2

Here are 3 snippets from 3 different emails:

1) Subject: FW: NEFS 11 fish for lease
   From: Claire Fitz-Gerald 
   Date: 11/15/2013 3:02 PM

2) Subject: FW: NEFS 11 and 12 fish for lease
   From: Claire Fitz-Gerald 
   Date: 11/11/2013 4:09 PM

3) Subject: FW: NEFS 11 fish for lease
   From: Claire Fitz-Gerald 
   Date: 12/5/2013 4:23 PM

I am trying to capture the date from these emails, and 100's more, but can't seem to utilize RegEx correctly. For one, I am not an expert with RegEx. But I have seen similar posts on StackOverflow and tried using their code but for some reason it doesn't work for me.

My code:

with open(file_path, 'r') as f:
pattern = re.compile("(0[1-9]|1[012])[- /.](0[1-9]|[12][0-9]|3[01])[- /.](19|20)\\d\\d")
        email = f.read()
        dates = pattern.findall(email)
        if dates:
            #print("Date:", ''.join(dates))
            print("Date:", ''.join(''.join(dates) for dates in dates))
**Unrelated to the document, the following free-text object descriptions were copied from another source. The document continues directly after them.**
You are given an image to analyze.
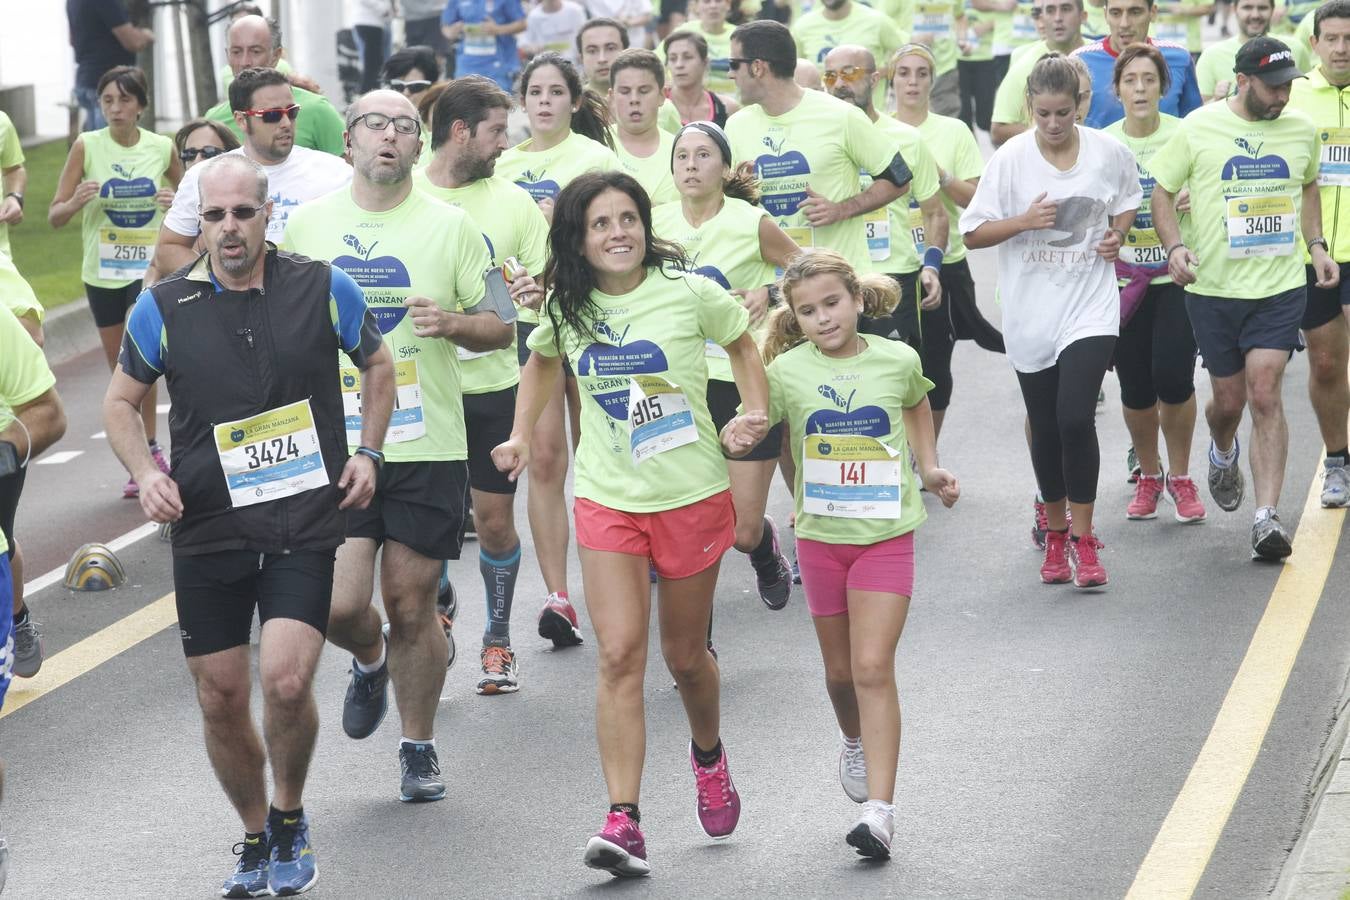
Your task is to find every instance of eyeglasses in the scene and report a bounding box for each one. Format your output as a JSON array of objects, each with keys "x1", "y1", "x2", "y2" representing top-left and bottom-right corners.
[
  {"x1": 199, "y1": 204, "x2": 267, "y2": 223},
  {"x1": 822, "y1": 65, "x2": 872, "y2": 86},
  {"x1": 349, "y1": 112, "x2": 422, "y2": 135},
  {"x1": 388, "y1": 79, "x2": 432, "y2": 93},
  {"x1": 179, "y1": 146, "x2": 227, "y2": 163},
  {"x1": 1030, "y1": 3, "x2": 1077, "y2": 16},
  {"x1": 241, "y1": 104, "x2": 300, "y2": 123},
  {"x1": 727, "y1": 57, "x2": 756, "y2": 71}
]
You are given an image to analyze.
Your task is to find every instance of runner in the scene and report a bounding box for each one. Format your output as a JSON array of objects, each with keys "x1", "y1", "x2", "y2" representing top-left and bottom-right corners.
[
  {"x1": 0, "y1": 111, "x2": 25, "y2": 265},
  {"x1": 1071, "y1": 0, "x2": 1202, "y2": 128},
  {"x1": 790, "y1": 0, "x2": 908, "y2": 109},
  {"x1": 1194, "y1": 0, "x2": 1311, "y2": 100},
  {"x1": 104, "y1": 153, "x2": 393, "y2": 897},
  {"x1": 155, "y1": 67, "x2": 353, "y2": 274},
  {"x1": 48, "y1": 65, "x2": 180, "y2": 500},
  {"x1": 822, "y1": 44, "x2": 948, "y2": 356},
  {"x1": 1150, "y1": 0, "x2": 1209, "y2": 58},
  {"x1": 890, "y1": 43, "x2": 1007, "y2": 441},
  {"x1": 0, "y1": 306, "x2": 66, "y2": 897},
  {"x1": 664, "y1": 0, "x2": 739, "y2": 95},
  {"x1": 1149, "y1": 36, "x2": 1335, "y2": 558},
  {"x1": 440, "y1": 0, "x2": 527, "y2": 90},
  {"x1": 522, "y1": 0, "x2": 588, "y2": 63},
  {"x1": 725, "y1": 21, "x2": 914, "y2": 275},
  {"x1": 174, "y1": 119, "x2": 241, "y2": 170},
  {"x1": 283, "y1": 90, "x2": 512, "y2": 799},
  {"x1": 1282, "y1": 4, "x2": 1350, "y2": 508},
  {"x1": 652, "y1": 121, "x2": 799, "y2": 609},
  {"x1": 608, "y1": 50, "x2": 680, "y2": 204},
  {"x1": 896, "y1": 0, "x2": 965, "y2": 117},
  {"x1": 961, "y1": 54, "x2": 1141, "y2": 588},
  {"x1": 722, "y1": 248, "x2": 958, "y2": 859},
  {"x1": 382, "y1": 45, "x2": 440, "y2": 105},
  {"x1": 991, "y1": 0, "x2": 1087, "y2": 145},
  {"x1": 415, "y1": 76, "x2": 551, "y2": 693},
  {"x1": 203, "y1": 15, "x2": 346, "y2": 156},
  {"x1": 1104, "y1": 44, "x2": 1207, "y2": 523},
  {"x1": 492, "y1": 171, "x2": 769, "y2": 878},
  {"x1": 660, "y1": 31, "x2": 741, "y2": 130},
  {"x1": 578, "y1": 17, "x2": 630, "y2": 93},
  {"x1": 497, "y1": 52, "x2": 622, "y2": 648}
]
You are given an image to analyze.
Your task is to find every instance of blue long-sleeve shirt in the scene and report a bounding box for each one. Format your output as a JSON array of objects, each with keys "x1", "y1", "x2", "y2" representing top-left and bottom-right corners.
[{"x1": 1073, "y1": 38, "x2": 1202, "y2": 129}]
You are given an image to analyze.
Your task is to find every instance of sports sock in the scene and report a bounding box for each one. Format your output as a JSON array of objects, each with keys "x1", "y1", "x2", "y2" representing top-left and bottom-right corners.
[
  {"x1": 354, "y1": 642, "x2": 385, "y2": 674},
  {"x1": 1327, "y1": 448, "x2": 1348, "y2": 467},
  {"x1": 401, "y1": 737, "x2": 436, "y2": 749},
  {"x1": 610, "y1": 803, "x2": 640, "y2": 824},
  {"x1": 747, "y1": 517, "x2": 777, "y2": 572},
  {"x1": 268, "y1": 805, "x2": 303, "y2": 823},
  {"x1": 1210, "y1": 441, "x2": 1238, "y2": 467},
  {"x1": 13, "y1": 604, "x2": 26, "y2": 627},
  {"x1": 480, "y1": 543, "x2": 521, "y2": 644},
  {"x1": 692, "y1": 738, "x2": 723, "y2": 767}
]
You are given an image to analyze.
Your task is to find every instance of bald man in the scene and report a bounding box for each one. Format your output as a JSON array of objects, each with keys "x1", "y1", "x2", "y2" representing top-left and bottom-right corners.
[
  {"x1": 202, "y1": 14, "x2": 347, "y2": 156},
  {"x1": 282, "y1": 91, "x2": 514, "y2": 804}
]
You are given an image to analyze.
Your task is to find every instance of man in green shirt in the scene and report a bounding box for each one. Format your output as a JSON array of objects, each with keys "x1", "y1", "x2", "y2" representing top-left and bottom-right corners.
[
  {"x1": 1194, "y1": 0, "x2": 1311, "y2": 100},
  {"x1": 791, "y1": 0, "x2": 908, "y2": 108},
  {"x1": 203, "y1": 14, "x2": 346, "y2": 157},
  {"x1": 1151, "y1": 37, "x2": 1338, "y2": 559},
  {"x1": 990, "y1": 0, "x2": 1086, "y2": 144},
  {"x1": 0, "y1": 111, "x2": 25, "y2": 259}
]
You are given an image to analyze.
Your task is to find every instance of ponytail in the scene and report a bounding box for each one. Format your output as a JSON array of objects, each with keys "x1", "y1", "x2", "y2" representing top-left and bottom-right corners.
[
  {"x1": 763, "y1": 250, "x2": 899, "y2": 363},
  {"x1": 572, "y1": 88, "x2": 615, "y2": 149},
  {"x1": 762, "y1": 304, "x2": 805, "y2": 364}
]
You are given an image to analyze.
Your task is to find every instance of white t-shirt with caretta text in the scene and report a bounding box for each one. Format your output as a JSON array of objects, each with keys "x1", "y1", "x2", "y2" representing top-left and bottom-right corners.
[
  {"x1": 163, "y1": 146, "x2": 353, "y2": 245},
  {"x1": 960, "y1": 126, "x2": 1141, "y2": 373}
]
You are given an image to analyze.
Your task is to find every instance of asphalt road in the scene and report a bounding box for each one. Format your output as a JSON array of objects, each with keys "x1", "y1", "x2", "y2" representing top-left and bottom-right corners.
[{"x1": 2, "y1": 247, "x2": 1348, "y2": 899}]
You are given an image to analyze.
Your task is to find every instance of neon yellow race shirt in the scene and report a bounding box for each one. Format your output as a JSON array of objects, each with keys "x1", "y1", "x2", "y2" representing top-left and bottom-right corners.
[
  {"x1": 914, "y1": 112, "x2": 983, "y2": 263},
  {"x1": 864, "y1": 113, "x2": 940, "y2": 275},
  {"x1": 79, "y1": 127, "x2": 174, "y2": 289},
  {"x1": 0, "y1": 112, "x2": 22, "y2": 259},
  {"x1": 1105, "y1": 113, "x2": 1184, "y2": 284},
  {"x1": 609, "y1": 125, "x2": 680, "y2": 206},
  {"x1": 0, "y1": 308, "x2": 56, "y2": 556},
  {"x1": 791, "y1": 3, "x2": 908, "y2": 108}
]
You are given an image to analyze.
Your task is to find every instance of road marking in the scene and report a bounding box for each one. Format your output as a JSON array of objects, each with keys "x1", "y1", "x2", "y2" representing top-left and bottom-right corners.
[
  {"x1": 0, "y1": 592, "x2": 177, "y2": 720},
  {"x1": 156, "y1": 404, "x2": 169, "y2": 414},
  {"x1": 34, "y1": 450, "x2": 84, "y2": 466},
  {"x1": 22, "y1": 521, "x2": 159, "y2": 597},
  {"x1": 1125, "y1": 463, "x2": 1347, "y2": 899},
  {"x1": 90, "y1": 430, "x2": 106, "y2": 439}
]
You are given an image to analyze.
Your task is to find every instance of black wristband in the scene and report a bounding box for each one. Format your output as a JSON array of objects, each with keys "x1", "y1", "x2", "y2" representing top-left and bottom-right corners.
[
  {"x1": 4, "y1": 192, "x2": 21, "y2": 210},
  {"x1": 1165, "y1": 243, "x2": 1186, "y2": 259}
]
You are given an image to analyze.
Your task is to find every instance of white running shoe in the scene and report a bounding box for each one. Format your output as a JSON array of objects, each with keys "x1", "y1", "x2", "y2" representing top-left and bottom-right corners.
[
  {"x1": 846, "y1": 800, "x2": 894, "y2": 860},
  {"x1": 839, "y1": 736, "x2": 868, "y2": 803}
]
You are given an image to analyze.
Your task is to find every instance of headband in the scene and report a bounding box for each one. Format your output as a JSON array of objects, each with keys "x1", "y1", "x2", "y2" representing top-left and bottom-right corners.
[
  {"x1": 672, "y1": 121, "x2": 733, "y2": 169},
  {"x1": 889, "y1": 43, "x2": 938, "y2": 71}
]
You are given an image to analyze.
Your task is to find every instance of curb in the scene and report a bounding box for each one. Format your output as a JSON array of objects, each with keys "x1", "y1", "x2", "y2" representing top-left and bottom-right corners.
[
  {"x1": 41, "y1": 299, "x2": 102, "y2": 368},
  {"x1": 1273, "y1": 676, "x2": 1350, "y2": 899}
]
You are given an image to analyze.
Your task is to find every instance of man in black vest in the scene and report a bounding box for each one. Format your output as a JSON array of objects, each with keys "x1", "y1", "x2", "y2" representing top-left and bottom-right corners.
[{"x1": 102, "y1": 154, "x2": 394, "y2": 899}]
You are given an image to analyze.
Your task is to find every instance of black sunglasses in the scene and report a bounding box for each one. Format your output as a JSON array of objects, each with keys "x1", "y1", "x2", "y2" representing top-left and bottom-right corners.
[
  {"x1": 179, "y1": 146, "x2": 227, "y2": 163},
  {"x1": 199, "y1": 203, "x2": 267, "y2": 223},
  {"x1": 727, "y1": 57, "x2": 756, "y2": 71},
  {"x1": 388, "y1": 79, "x2": 432, "y2": 93},
  {"x1": 241, "y1": 104, "x2": 300, "y2": 124}
]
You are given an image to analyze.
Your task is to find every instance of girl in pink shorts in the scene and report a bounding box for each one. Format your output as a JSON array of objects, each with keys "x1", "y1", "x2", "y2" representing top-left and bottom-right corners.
[{"x1": 723, "y1": 249, "x2": 960, "y2": 860}]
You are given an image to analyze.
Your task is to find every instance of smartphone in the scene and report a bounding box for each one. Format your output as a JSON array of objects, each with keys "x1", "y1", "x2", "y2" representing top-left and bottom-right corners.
[
  {"x1": 0, "y1": 441, "x2": 19, "y2": 478},
  {"x1": 480, "y1": 264, "x2": 519, "y2": 324}
]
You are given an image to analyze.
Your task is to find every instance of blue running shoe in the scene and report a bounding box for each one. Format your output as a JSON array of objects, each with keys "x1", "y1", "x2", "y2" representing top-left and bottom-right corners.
[
  {"x1": 267, "y1": 813, "x2": 317, "y2": 896},
  {"x1": 220, "y1": 834, "x2": 269, "y2": 898}
]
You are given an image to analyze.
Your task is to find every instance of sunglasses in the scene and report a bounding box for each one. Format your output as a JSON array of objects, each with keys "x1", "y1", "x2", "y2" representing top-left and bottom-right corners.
[
  {"x1": 199, "y1": 203, "x2": 267, "y2": 223},
  {"x1": 727, "y1": 57, "x2": 756, "y2": 71},
  {"x1": 388, "y1": 79, "x2": 432, "y2": 93},
  {"x1": 822, "y1": 65, "x2": 872, "y2": 86},
  {"x1": 241, "y1": 104, "x2": 300, "y2": 124},
  {"x1": 179, "y1": 146, "x2": 227, "y2": 163},
  {"x1": 349, "y1": 111, "x2": 422, "y2": 135}
]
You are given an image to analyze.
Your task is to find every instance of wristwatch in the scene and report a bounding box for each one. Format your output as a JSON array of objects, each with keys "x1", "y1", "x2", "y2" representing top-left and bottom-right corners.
[
  {"x1": 4, "y1": 192, "x2": 22, "y2": 209},
  {"x1": 1308, "y1": 237, "x2": 1330, "y2": 253},
  {"x1": 354, "y1": 446, "x2": 384, "y2": 469}
]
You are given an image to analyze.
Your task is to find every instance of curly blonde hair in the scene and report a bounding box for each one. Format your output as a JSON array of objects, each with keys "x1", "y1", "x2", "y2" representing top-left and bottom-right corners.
[{"x1": 762, "y1": 249, "x2": 900, "y2": 363}]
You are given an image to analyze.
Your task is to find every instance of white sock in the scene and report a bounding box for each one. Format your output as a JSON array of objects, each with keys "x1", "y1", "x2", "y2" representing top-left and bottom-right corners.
[
  {"x1": 864, "y1": 799, "x2": 896, "y2": 817},
  {"x1": 841, "y1": 731, "x2": 862, "y2": 750},
  {"x1": 354, "y1": 643, "x2": 386, "y2": 674},
  {"x1": 1210, "y1": 441, "x2": 1238, "y2": 467},
  {"x1": 401, "y1": 737, "x2": 435, "y2": 749},
  {"x1": 1255, "y1": 505, "x2": 1277, "y2": 523}
]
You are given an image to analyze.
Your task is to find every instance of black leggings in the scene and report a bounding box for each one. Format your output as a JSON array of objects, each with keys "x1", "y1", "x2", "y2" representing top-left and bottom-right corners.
[
  {"x1": 958, "y1": 55, "x2": 1009, "y2": 133},
  {"x1": 354, "y1": 24, "x2": 386, "y2": 93},
  {"x1": 919, "y1": 258, "x2": 1006, "y2": 410},
  {"x1": 1016, "y1": 335, "x2": 1115, "y2": 505},
  {"x1": 1114, "y1": 281, "x2": 1197, "y2": 410}
]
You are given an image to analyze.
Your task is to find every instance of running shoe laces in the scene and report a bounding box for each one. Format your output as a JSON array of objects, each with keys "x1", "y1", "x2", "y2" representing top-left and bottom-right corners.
[
  {"x1": 404, "y1": 745, "x2": 442, "y2": 781},
  {"x1": 842, "y1": 744, "x2": 868, "y2": 783},
  {"x1": 270, "y1": 819, "x2": 300, "y2": 864},
  {"x1": 1074, "y1": 532, "x2": 1104, "y2": 564},
  {"x1": 482, "y1": 645, "x2": 513, "y2": 676},
  {"x1": 232, "y1": 837, "x2": 270, "y2": 871},
  {"x1": 695, "y1": 760, "x2": 733, "y2": 811}
]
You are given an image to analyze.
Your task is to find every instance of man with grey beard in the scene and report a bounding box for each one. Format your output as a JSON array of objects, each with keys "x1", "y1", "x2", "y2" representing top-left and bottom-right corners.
[
  {"x1": 104, "y1": 153, "x2": 394, "y2": 898},
  {"x1": 283, "y1": 90, "x2": 514, "y2": 805}
]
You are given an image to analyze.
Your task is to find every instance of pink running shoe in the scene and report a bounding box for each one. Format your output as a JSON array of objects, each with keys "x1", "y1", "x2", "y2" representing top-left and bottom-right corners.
[
  {"x1": 583, "y1": 811, "x2": 649, "y2": 877},
  {"x1": 1068, "y1": 532, "x2": 1108, "y2": 589},
  {"x1": 690, "y1": 742, "x2": 742, "y2": 838},
  {"x1": 123, "y1": 477, "x2": 139, "y2": 499},
  {"x1": 150, "y1": 443, "x2": 171, "y2": 475},
  {"x1": 537, "y1": 592, "x2": 583, "y2": 648},
  {"x1": 1167, "y1": 475, "x2": 1207, "y2": 523},
  {"x1": 1031, "y1": 497, "x2": 1072, "y2": 550},
  {"x1": 1126, "y1": 474, "x2": 1164, "y2": 520},
  {"x1": 1040, "y1": 530, "x2": 1071, "y2": 584}
]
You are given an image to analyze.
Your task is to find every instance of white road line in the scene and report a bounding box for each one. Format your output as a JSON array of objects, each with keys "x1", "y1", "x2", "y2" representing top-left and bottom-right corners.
[
  {"x1": 90, "y1": 431, "x2": 106, "y2": 439},
  {"x1": 35, "y1": 451, "x2": 84, "y2": 466},
  {"x1": 156, "y1": 404, "x2": 169, "y2": 414},
  {"x1": 22, "y1": 521, "x2": 160, "y2": 596}
]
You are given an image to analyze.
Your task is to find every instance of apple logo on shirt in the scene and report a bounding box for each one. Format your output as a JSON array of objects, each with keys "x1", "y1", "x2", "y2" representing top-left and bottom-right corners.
[
  {"x1": 686, "y1": 254, "x2": 731, "y2": 290},
  {"x1": 805, "y1": 384, "x2": 890, "y2": 437},
  {"x1": 101, "y1": 162, "x2": 158, "y2": 228},
  {"x1": 334, "y1": 234, "x2": 412, "y2": 333},
  {"x1": 754, "y1": 136, "x2": 812, "y2": 219},
  {"x1": 1047, "y1": 197, "x2": 1108, "y2": 247},
  {"x1": 515, "y1": 168, "x2": 562, "y2": 202},
  {"x1": 1222, "y1": 137, "x2": 1290, "y2": 182},
  {"x1": 578, "y1": 320, "x2": 670, "y2": 421}
]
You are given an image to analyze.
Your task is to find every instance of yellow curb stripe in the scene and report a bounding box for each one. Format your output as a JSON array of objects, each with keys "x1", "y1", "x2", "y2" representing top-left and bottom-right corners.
[
  {"x1": 1, "y1": 593, "x2": 178, "y2": 720},
  {"x1": 1125, "y1": 466, "x2": 1347, "y2": 899}
]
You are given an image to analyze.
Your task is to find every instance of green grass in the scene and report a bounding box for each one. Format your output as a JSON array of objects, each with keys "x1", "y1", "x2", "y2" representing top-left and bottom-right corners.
[{"x1": 9, "y1": 139, "x2": 85, "y2": 310}]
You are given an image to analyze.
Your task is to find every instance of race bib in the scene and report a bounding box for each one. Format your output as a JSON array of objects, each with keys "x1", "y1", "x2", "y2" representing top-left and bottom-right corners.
[
  {"x1": 1121, "y1": 227, "x2": 1167, "y2": 266},
  {"x1": 914, "y1": 3, "x2": 952, "y2": 38},
  {"x1": 628, "y1": 374, "x2": 698, "y2": 463},
  {"x1": 802, "y1": 434, "x2": 901, "y2": 519},
  {"x1": 214, "y1": 399, "x2": 329, "y2": 509},
  {"x1": 463, "y1": 10, "x2": 496, "y2": 56},
  {"x1": 1153, "y1": 17, "x2": 1188, "y2": 43},
  {"x1": 783, "y1": 225, "x2": 815, "y2": 249},
  {"x1": 1226, "y1": 195, "x2": 1296, "y2": 259},
  {"x1": 864, "y1": 208, "x2": 890, "y2": 262},
  {"x1": 340, "y1": 360, "x2": 426, "y2": 445},
  {"x1": 908, "y1": 204, "x2": 925, "y2": 252},
  {"x1": 97, "y1": 227, "x2": 154, "y2": 281},
  {"x1": 1319, "y1": 128, "x2": 1350, "y2": 187}
]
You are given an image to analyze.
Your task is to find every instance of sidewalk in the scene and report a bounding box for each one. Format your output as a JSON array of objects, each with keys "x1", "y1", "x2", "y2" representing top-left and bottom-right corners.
[
  {"x1": 40, "y1": 299, "x2": 101, "y2": 367},
  {"x1": 1276, "y1": 681, "x2": 1350, "y2": 898}
]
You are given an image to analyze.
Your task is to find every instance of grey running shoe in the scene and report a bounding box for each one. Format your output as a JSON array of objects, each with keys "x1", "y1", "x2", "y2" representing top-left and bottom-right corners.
[
  {"x1": 10, "y1": 613, "x2": 43, "y2": 678},
  {"x1": 1207, "y1": 440, "x2": 1245, "y2": 512},
  {"x1": 1321, "y1": 462, "x2": 1350, "y2": 509},
  {"x1": 341, "y1": 653, "x2": 389, "y2": 740},
  {"x1": 1251, "y1": 513, "x2": 1293, "y2": 561},
  {"x1": 399, "y1": 742, "x2": 446, "y2": 802},
  {"x1": 754, "y1": 517, "x2": 791, "y2": 610}
]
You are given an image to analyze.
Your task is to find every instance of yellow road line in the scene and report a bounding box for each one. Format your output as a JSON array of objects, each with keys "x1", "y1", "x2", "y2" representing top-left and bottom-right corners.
[
  {"x1": 1125, "y1": 466, "x2": 1348, "y2": 899},
  {"x1": 1, "y1": 592, "x2": 177, "y2": 720}
]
I am confused why this RegEx seems to work for others but not me. I have also tried using much more in depth RegEx I found on SO:

re.compile("^((0?[13578]|10|12)(-|\/)(([1-9])|(0[1-9])|([12])([0-9]?)|(3[01]?))(-|\/)((19)([2-9])(\d{1})|(20)([01])(\d{1})|([8901])(\d{1}))|(0?[2469]|11)(-|\/)(([1-9])|(0[1-9])|([12])([0-9]?)|(3[0]?))(-|\/)((19)([2-9])(\d{1})|(20)([01])(\d{1})|([8901])(\d{1})))$")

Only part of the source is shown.